Guillaume, le benjamin du groupe, est « passé de 59 litres à 42 m2 » il y a près de trois ans. « J’ai troqué mon sac pour une paire de clés », sourit-il. Après sept ans sur les routes, en passant par la case prison, sa relation au logement est nuancée. « Il y a un peu d’amertume car quand tu quittes la rue, tu perds une forme de liberté, explique-t-il. Quand tu vis dehors, tu n’as pas de contraintes administratives ou financières. Mais c’est quand même mieux pour la tête et la santé de se réinsérer ». S’il a réussi à franchir ce cap, c’est notamment grâce à sa compagne. D’abord logé par l’AIVS, il vient d’obtenir un appartement en HLM. « Ma mère m’a aidé pour la caution. Au début je savais même pas qu’il en fallait une », lâche-t-il en riant. Mais la vie « d’inséré » n’est pas forcément la plus facile à vivre pour lui. « C’est le système d’assistanat qui me fait chier. J’aime pas demander de l’aide et qu’on s’occupe de mes affaires. Je préfère me démerder que demander », explique-t-il avec ses mots. Mais Guillaume n’a pas vraiment le choix. Déclaré travailleur handicapé par la justice, il n’est autorisé à travailler qu’à temps partiel. « Ça m’arrange pas parce que je m’ennuie.

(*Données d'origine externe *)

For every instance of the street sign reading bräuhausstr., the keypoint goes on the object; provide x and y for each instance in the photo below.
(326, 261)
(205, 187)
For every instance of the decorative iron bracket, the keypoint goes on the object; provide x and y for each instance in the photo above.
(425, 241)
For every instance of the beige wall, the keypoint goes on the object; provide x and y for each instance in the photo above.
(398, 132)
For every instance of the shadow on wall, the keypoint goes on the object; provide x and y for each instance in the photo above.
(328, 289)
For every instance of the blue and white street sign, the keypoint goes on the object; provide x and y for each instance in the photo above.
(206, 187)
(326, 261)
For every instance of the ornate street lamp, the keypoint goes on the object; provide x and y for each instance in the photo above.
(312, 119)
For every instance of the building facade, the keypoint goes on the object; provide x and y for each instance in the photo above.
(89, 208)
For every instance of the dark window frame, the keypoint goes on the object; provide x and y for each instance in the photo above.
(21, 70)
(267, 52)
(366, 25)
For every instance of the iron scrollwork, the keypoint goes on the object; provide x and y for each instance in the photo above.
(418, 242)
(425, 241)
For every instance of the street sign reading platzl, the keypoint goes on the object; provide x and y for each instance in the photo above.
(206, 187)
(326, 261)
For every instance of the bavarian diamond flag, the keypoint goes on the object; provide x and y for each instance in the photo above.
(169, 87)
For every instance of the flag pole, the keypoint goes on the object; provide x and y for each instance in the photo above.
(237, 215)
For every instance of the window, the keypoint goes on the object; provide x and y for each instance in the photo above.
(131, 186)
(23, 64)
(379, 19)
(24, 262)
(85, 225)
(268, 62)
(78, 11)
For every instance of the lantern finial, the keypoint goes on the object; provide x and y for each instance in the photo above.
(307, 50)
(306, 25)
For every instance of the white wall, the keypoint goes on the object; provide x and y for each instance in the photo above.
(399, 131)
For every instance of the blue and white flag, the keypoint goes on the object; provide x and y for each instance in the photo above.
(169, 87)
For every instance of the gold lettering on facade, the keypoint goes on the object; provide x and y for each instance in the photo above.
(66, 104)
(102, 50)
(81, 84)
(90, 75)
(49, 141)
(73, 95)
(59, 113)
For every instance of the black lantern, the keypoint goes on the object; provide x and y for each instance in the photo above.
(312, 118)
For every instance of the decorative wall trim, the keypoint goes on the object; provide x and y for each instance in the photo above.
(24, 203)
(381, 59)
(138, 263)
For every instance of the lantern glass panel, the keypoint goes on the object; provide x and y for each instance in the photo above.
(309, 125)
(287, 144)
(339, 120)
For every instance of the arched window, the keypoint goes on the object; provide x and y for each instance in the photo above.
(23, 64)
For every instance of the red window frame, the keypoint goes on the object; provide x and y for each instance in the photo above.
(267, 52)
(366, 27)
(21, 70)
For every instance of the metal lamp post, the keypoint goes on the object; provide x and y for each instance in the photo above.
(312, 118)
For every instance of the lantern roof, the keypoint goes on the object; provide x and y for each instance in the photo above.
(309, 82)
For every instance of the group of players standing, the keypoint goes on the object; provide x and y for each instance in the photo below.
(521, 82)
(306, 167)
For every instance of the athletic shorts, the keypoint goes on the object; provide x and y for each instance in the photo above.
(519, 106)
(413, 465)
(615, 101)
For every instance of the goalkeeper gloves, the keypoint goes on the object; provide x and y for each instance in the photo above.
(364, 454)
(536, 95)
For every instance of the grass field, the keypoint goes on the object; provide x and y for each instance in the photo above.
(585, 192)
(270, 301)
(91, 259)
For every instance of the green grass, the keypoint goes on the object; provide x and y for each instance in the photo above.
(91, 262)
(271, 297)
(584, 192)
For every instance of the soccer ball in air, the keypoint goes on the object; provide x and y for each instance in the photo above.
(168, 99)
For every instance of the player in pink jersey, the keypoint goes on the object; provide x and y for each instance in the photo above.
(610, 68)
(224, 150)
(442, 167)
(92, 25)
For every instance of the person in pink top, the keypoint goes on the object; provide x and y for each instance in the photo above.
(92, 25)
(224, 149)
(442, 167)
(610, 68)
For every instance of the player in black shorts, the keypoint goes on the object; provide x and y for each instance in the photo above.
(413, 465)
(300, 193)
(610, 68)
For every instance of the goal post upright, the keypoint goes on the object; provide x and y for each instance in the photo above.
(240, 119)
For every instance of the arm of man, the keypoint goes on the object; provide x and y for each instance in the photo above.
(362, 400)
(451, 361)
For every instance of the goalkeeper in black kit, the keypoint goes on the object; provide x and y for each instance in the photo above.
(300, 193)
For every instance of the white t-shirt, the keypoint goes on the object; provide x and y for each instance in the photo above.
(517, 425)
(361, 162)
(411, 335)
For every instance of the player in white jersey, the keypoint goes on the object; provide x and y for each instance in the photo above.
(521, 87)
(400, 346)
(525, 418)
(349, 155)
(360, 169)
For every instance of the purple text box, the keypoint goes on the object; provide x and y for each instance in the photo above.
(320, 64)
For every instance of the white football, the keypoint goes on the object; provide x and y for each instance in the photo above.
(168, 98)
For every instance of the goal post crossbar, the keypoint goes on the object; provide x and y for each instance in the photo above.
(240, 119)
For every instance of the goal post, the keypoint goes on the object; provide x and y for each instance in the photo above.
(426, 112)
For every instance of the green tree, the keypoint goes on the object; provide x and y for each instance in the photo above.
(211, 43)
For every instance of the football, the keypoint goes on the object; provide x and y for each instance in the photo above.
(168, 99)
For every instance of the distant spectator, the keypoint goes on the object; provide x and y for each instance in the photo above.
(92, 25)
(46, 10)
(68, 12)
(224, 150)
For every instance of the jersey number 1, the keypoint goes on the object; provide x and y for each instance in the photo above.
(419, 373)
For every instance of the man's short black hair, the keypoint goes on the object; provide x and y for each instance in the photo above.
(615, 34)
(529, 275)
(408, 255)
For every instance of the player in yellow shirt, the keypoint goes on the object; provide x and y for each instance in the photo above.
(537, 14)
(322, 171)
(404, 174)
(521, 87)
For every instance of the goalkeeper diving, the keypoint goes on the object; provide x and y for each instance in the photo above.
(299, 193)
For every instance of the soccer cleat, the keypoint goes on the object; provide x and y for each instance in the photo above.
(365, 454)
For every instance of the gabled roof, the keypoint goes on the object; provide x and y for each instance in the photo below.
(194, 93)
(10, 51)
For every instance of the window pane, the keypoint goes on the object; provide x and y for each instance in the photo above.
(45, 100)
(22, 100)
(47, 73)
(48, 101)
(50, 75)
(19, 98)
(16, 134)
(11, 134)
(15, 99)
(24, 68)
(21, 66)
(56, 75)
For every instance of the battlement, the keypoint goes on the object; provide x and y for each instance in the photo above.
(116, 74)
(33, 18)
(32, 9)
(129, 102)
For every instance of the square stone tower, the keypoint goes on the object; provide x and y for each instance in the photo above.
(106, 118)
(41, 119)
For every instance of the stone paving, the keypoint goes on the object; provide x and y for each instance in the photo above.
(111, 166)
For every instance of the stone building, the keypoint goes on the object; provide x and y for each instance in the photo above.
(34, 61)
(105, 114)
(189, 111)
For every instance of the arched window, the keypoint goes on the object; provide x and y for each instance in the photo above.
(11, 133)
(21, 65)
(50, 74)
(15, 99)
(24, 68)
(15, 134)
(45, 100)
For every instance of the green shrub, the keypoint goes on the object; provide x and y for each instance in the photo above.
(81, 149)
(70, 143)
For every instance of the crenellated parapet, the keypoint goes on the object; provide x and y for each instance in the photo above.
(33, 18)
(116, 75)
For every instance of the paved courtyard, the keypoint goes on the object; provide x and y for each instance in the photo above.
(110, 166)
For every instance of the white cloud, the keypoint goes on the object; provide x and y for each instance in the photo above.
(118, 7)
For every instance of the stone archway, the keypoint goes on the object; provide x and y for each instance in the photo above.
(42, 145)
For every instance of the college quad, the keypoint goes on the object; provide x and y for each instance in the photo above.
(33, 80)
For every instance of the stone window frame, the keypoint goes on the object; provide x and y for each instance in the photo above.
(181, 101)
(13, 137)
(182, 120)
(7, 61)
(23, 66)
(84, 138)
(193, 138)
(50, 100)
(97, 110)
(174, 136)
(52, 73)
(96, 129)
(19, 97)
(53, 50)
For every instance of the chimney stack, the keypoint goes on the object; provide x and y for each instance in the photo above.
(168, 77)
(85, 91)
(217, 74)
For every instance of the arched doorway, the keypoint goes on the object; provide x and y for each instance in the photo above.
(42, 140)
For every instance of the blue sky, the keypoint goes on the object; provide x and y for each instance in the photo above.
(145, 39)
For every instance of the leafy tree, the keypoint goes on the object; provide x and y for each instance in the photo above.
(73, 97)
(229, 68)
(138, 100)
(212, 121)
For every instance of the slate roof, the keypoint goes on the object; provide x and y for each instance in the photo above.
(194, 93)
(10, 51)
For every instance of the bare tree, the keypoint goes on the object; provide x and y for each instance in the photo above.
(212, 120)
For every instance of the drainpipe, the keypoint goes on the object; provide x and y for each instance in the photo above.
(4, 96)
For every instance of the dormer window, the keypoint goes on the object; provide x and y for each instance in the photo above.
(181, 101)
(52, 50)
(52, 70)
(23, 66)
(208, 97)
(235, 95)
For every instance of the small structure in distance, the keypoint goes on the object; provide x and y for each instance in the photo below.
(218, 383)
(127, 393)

J’avais trouvé un temps plein mais j’ai pas le droit. Je cherche un mi-temps dans la restauration via la MDPH (maison départementale des personnes handicapées, ndlr) mais il n’y a pas de boulot », se désespère-t-il. Du coup, il a déposé des annonces dans son quartier pour faire de la maintenance informatique. Et il joue à la console. « Elle m’a sauvé. Quand je joue, je pense pas et je fume moins », assure le jeune homme.
Lorsqu’on demande au petit groupe ce qui est le plus difficile à gérer dans cette nouvelle vie, la réponse fuse : les voisins ! « C’est pas facile de rester cool avec eux. Même si tu essaies de les rencontrer, eux ils ne veulent pas », regrette Guillaume, qui se félicite cependant d’avoir sympathisé avec l’un des locataires de son immeuble. « J’ai organisé une fête chez moi, une fois. J’ai voulu prévenir mes voisins, aucun n’a ouvert sa porte. Résultat, les flics ont débarqué pendant la soirée », raconte Sébastien. Même son de cloche chez Patrick. Il vit dans un HLM à la Binquenais après avoir passé 25 ans dans la rue. « Je ne parle pas à mes voisins. Un jour j’ai croisé deux jeunes dans le hall de l’immeuble. Ils m’ont appelé « le clochard ». Ce n’était peut-être pas méchant mais c’est une insulte, une forme de racisme », explique le quinquagénaire. Dans la journée, il fait la manche dans le quartier de Bourg-l’Evêque. Sa grande victoire, c’est son combat contre l’alcool, cette addiction qui l’a mené à la rue. « Je suis abstinent depuis quatre ans », réalise-t-il avec émotion. De l’autre côté de la table, Lucien, 54 ans, n’a pas de problèmes d’addiction, une exception parmi la population sans abri. Mais la vie de cet homme cultivé, à la vénérable barbe blanche, a été entrecoupée de passages en hôpital psychiatrique. Récemment, il vivait dans une chambre de 9 m2 au Colombier. Une exiguïté insoutenable après avoir connu la rue. Depuis peu, il a pu s’installer dans une petite maison à la campagne, en périphérie de Rennes. « Je m’y sens plus libre et j’ai moins de problèmes de voisinage », assure-t-il.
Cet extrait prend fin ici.